His thin countenance relaxed into a pleasant smile as he replied in a
calm, suave voice:
"I am Sir Digby Kemsley, and you--I believe--are Mr. Edward Royle--my
friend--my very intimate friend--are you not?"
"You!" I gasped, staring at him.
And then, for several seconds I failed to articulate any further words.
The imposture was so utterly barefaced.
"You are not Sir Digby Kemsley," I went on angrily at last. "What trick
is this?"
"No trick whatever, my dear Royle," was the man's quiet reply as he stood
upon the hearthrug in the same position in which my friend had stood an
hour before. "I tell you that my name is Kemsley--Sir Digby Kemsley."
"Then you assert that this flat is yours?"
"Most certainly I do."
"Bosh! How can you expect me to believe such a transparent tale?" I cried
impatiently. "Where is my friend?"
"I am your friend, my dear Royle!" he laughed.
"You're not."
"But did you not, only an hour ago, promise him to treat his successor in
the same manner in which you had treated himself?" the man asked very
slowly, his high, deep-set eyes fixed upon me with a crafty, almost
snake-like expression, an expression that was distinctly one of evil.
"True, I did," was my quick reply. "But I never bargained for this
attempted imposture."
"I tell you it is no imposture!" declared the man before me. "You will,
perhaps, understand later. Have a cigar," and he took up Digby's box and
handed it to me.
I declined very abruptly, and without much politeness, I fear.

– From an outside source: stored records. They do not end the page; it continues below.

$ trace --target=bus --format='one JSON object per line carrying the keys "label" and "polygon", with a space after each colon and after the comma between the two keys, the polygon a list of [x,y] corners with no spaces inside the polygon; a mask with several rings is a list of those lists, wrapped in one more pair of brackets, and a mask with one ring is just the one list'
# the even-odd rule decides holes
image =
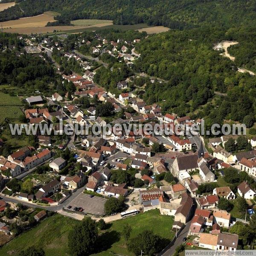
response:
{"label": "bus", "polygon": [[131,216],[132,215],[135,215],[139,213],[139,212],[136,209],[131,210],[128,211],[127,212],[123,212],[121,213],[121,217],[122,218],[125,218],[125,217],[128,217],[128,216]]}

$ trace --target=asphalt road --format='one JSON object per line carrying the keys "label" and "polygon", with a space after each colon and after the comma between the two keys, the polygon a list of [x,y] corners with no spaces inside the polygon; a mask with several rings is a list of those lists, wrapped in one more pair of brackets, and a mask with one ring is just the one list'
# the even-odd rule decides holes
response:
{"label": "asphalt road", "polygon": [[3,196],[3,195],[1,195],[1,197],[3,198],[3,199],[4,201],[7,202],[11,202],[11,203],[15,203],[16,204],[17,204],[18,203],[21,203],[23,204],[28,206],[29,207],[31,207],[32,208],[36,208],[39,207],[41,208],[42,208],[44,209],[45,209],[47,210],[53,211],[54,212],[57,212],[60,210],[61,210],[62,208],[65,207],[69,205],[69,204],[74,199],[76,198],[77,196],[79,195],[82,192],[84,189],[84,187],[82,187],[80,189],[79,189],[76,191],[74,192],[73,194],[68,198],[66,200],[63,204],[59,204],[58,205],[55,205],[53,206],[42,206],[41,205],[38,205],[37,204],[31,204],[29,202],[26,202],[26,201],[24,201],[23,200],[17,199],[15,198],[13,198],[12,197],[9,197],[9,196]]}
{"label": "asphalt road", "polygon": [[171,246],[169,249],[163,253],[161,254],[162,256],[171,256],[174,254],[175,249],[179,245],[180,245],[185,242],[183,241],[183,240],[184,237],[186,237],[188,236],[189,227],[190,227],[190,223],[191,221],[190,221],[186,225],[185,227],[181,231],[180,233],[178,236],[174,244]]}
{"label": "asphalt road", "polygon": [[94,58],[94,57],[91,57],[90,56],[88,56],[87,55],[84,55],[83,54],[82,54],[80,52],[78,52],[77,51],[76,51],[76,50],[74,50],[73,51],[74,51],[74,52],[75,52],[76,54],[77,54],[77,55],[78,55],[79,56],[80,56],[80,57],[83,57],[84,58],[85,58],[89,59],[90,60],[93,60],[95,61],[97,61],[98,62],[99,62],[100,63],[101,63],[104,67],[108,67],[108,64],[107,64],[107,63],[105,63],[105,62],[103,62],[102,61],[100,60],[99,59],[98,57],[97,57],[96,58]]}

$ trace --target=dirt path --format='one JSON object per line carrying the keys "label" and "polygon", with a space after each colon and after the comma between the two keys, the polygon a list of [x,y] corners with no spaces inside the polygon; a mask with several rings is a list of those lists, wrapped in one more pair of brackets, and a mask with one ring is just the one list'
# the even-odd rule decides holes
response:
{"label": "dirt path", "polygon": [[235,58],[231,56],[227,52],[227,48],[231,45],[234,45],[234,44],[238,44],[238,42],[233,41],[224,41],[221,44],[222,46],[222,48],[225,50],[225,52],[223,52],[223,53],[221,53],[221,55],[223,55],[225,57],[227,57],[229,59],[233,61],[235,60]]}
{"label": "dirt path", "polygon": [[[236,41],[223,41],[215,46],[213,49],[214,49],[218,50],[221,49],[224,49],[225,50],[225,52],[221,53],[221,55],[222,55],[224,57],[227,57],[233,61],[234,61],[236,58],[233,56],[231,56],[228,53],[227,51],[227,48],[231,45],[237,44],[239,44],[239,43],[238,42],[236,42]],[[241,72],[241,73],[248,73],[251,76],[255,75],[255,73],[250,70],[249,70],[245,68],[241,68],[240,67],[238,67],[238,71],[239,72]]]}

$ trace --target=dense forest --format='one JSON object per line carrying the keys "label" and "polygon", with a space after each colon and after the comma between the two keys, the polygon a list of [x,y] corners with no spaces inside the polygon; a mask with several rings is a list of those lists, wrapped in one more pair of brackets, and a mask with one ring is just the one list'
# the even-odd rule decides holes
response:
{"label": "dense forest", "polygon": [[23,52],[23,41],[17,35],[0,33],[0,84],[10,84],[26,93],[49,91],[49,83],[57,86],[60,80],[51,63],[42,55]]}
{"label": "dense forest", "polygon": [[[115,24],[145,23],[172,29],[198,24],[233,26],[255,22],[254,0],[18,0],[0,13],[0,21],[33,16],[46,11],[61,14],[59,20],[99,19]],[[244,15],[246,14],[246,15]]]}

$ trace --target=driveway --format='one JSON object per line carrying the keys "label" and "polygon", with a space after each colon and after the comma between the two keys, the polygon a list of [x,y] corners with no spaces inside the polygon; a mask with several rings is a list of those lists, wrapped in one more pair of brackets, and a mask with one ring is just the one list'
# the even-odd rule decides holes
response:
{"label": "driveway", "polygon": [[159,254],[159,255],[163,256],[172,256],[172,255],[173,255],[175,252],[175,248],[179,245],[184,243],[182,240],[184,237],[186,237],[188,236],[191,223],[191,221],[187,222],[185,227],[181,231],[180,233],[178,236],[175,242],[174,242],[173,245],[167,249],[164,253],[162,253]]}

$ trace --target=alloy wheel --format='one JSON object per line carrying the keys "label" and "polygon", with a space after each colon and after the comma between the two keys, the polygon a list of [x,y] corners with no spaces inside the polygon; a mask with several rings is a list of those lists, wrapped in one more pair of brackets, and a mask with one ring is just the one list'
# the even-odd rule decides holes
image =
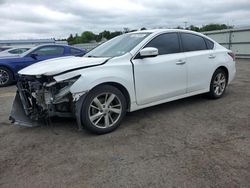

I was surveying the man who, with such astounding impudence, was
attempting to impose upon me a false identity. There was something
curiously striking in his appearance, but what it was I could not exactly
determine. His speech was soft and educated, in a slightly higher pitch
than my friend's; his hands white and carefully manicured, yet, as he
stood, I noted that his left shoulder was slightly higher than the other,
that his dress clothes ill-fitted him in consequence; that in his
shirt-front were two rare, orange-coloured gems such as I had never seen
before, and, further, that when I caught him side face, it much resembled
Digby's, so aquiline as to present an almost birdlike appearance.
"Look here!" I exclaimed in anger a few moments later. "Why have you
called me over here? When you spoke to me your voice struck me as
peculiar, but I put it down to the distortion of sound on the telephone."